Wednesday, September 07, 2022
Star Trek Week: "The Gamesters of Triskelion"
While preparing to transport down to Gamma II to inspect equipment there, Captain Kirk (William Shatner), Lt. Uhura (Nichelle Nichols), and Mr. Chekov (Walter Koenig) are unexpectedly whisked to the distant world of Triskelion.
There, they are trained as gladiators by Master Thrall Galt (Joseph Ruskin).
After such training, they will spar at the pleasure of their new masters, the unseen Providers. Kirk is also trained by Shahna (Angelique Pettyjohn), a beautiful green-haired human who has never known anything but slavery and servitude.
Kirk soon learns that the Providers are actually disembodied brains who like to gamble on the results of the gladiatorial contests.
He proposes a risky gamble: his life -- and the lives of the Enterprise crew -- if he loses in combat.
But if Kirk wins his gladiator match, the Providers will free all the thralls from captivity and train them to be self-governing.
“The Gamesters of Triskelion,” by Margaret Armen features colorful aliens, colorful fight scenes, and even colorful alien brains too.

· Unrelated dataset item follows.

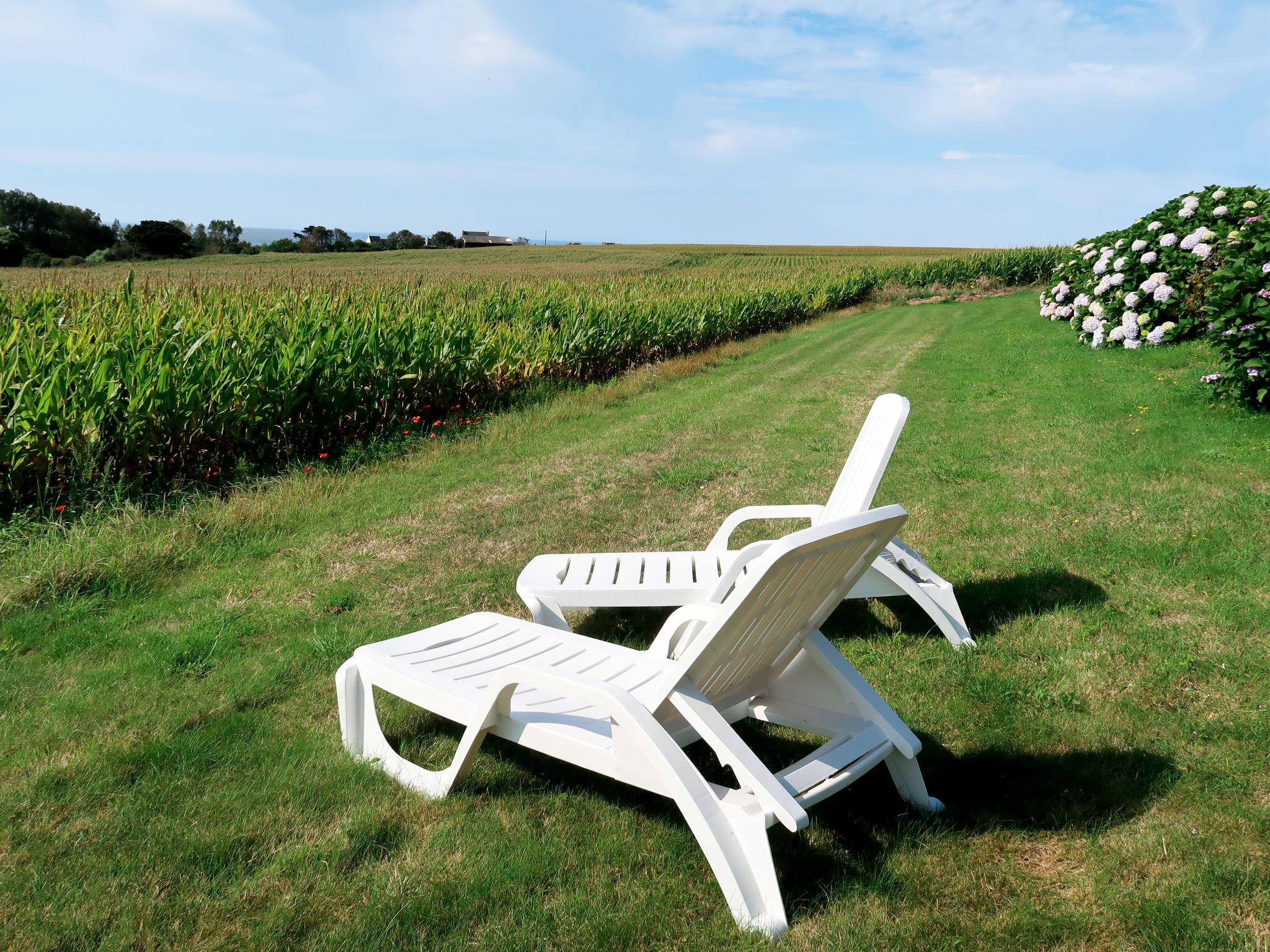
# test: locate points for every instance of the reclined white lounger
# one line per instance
(626, 714)
(553, 583)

It is one of those perfectly entertaining Star Trek episodes that adroitly mixes action with romance, philosophy, and didactic morality (the concept that slavery is wrong, and evil).
Here, Kirk essentially plays Spartacus to lead a slave revolt on a distant planet.
Like some other episodes of the original series, “The Gamesters of Triskelion” is “perfectly entertaining” without being particularly creative, or innovative. In short, nothing really new or surprising happens in the story, except that Lt. Uhura is nearly raped by her drill thrall, and Kirk, in protest, mispronounces her name.
But seriously, below a surface level, this is a story of clichés we have seen many, many times on Star Trek before (and will see again).
There are a number of “fighting” or gladiator episodes in the canon, actually, from Pike’s Rigel fantasy in “The Menagerei,” to the more central personal combats of “Arena,” “Amok Time” and “Bread and Circuses.”
Another example of creative idling: the “B” story here is totally predictable. From the Enterprise’s bridge, Mr. Spock attempts to locate his missing captain while Dr. McCoy (and even Mr. Scotty) snipe at him to work faster, or give up, or admit he was wrong, whathaveyou.
The odds of finding Kirk are not good, yet find the captain Spock does.
He always does.
And McCoy always second-guesses him.
In this case, their banter and bickering is just there to eat up time. Certainly, McCoy would know Spock well enough by this time not to press him so hard, especially with Jim's life at stake.
Meanwhile, Kirk has a planet-bound romance with a beautiful alien woman, and teaches her the meaning and value of such words as “love” and “kiss.” Then, he out-talks aliens, takes a big risk (the lives of his crew for the freedom of the thralls), and wins big too.
In other words, he is lover, a fighter, a leader and cocky as hell.
By this point, it all seems rather....mechanical. "The Gamesters of Triskelion" is a smooth running machine, but mechanical in concept and execution nonetheless. The episode succeeds in part, I would suggest, because it has a comforting feeling of Star Trek-kiness because of the sheer number of series clichés reshuffled.
And it is entertaining. I enjoyed seeing it again.
But deep analysis is not warranted.
If one looks too deep, Kirk seems reckless for risking his crew. What if he tripped and broke a leg during combat? He'd be delivering 431 people into a life of slavery (and maybe even generation of slavery).
If one looks too deep, Kirk seems cruel, too, for so clearly manipulating Shahna. He makes her think he loves her. He may have affection for her, but she is never as important to him as returning to the Enterprise is. Her freedom and his desire to escape just happen to coincide for a time.
So I suppose it’s my opinion that one shouldn’t look too deeply at this episode's implications, and enjoy it simply as a really colorful “adventure.’
Like many episodes of the original Trek, “The Gamesters of Triskelion” is a pop-culture touchstone, and has been referenced on The Simpsons and South Park among other programs. It is remembered by so many, I propose, not because it is great, but because, as I've noted, it regurgitates so many key “parts” of the original series and therefore feels emblematic of the series "vibe" or "aura."
Really, the series is a lot “brainier” than this particular episode suggests.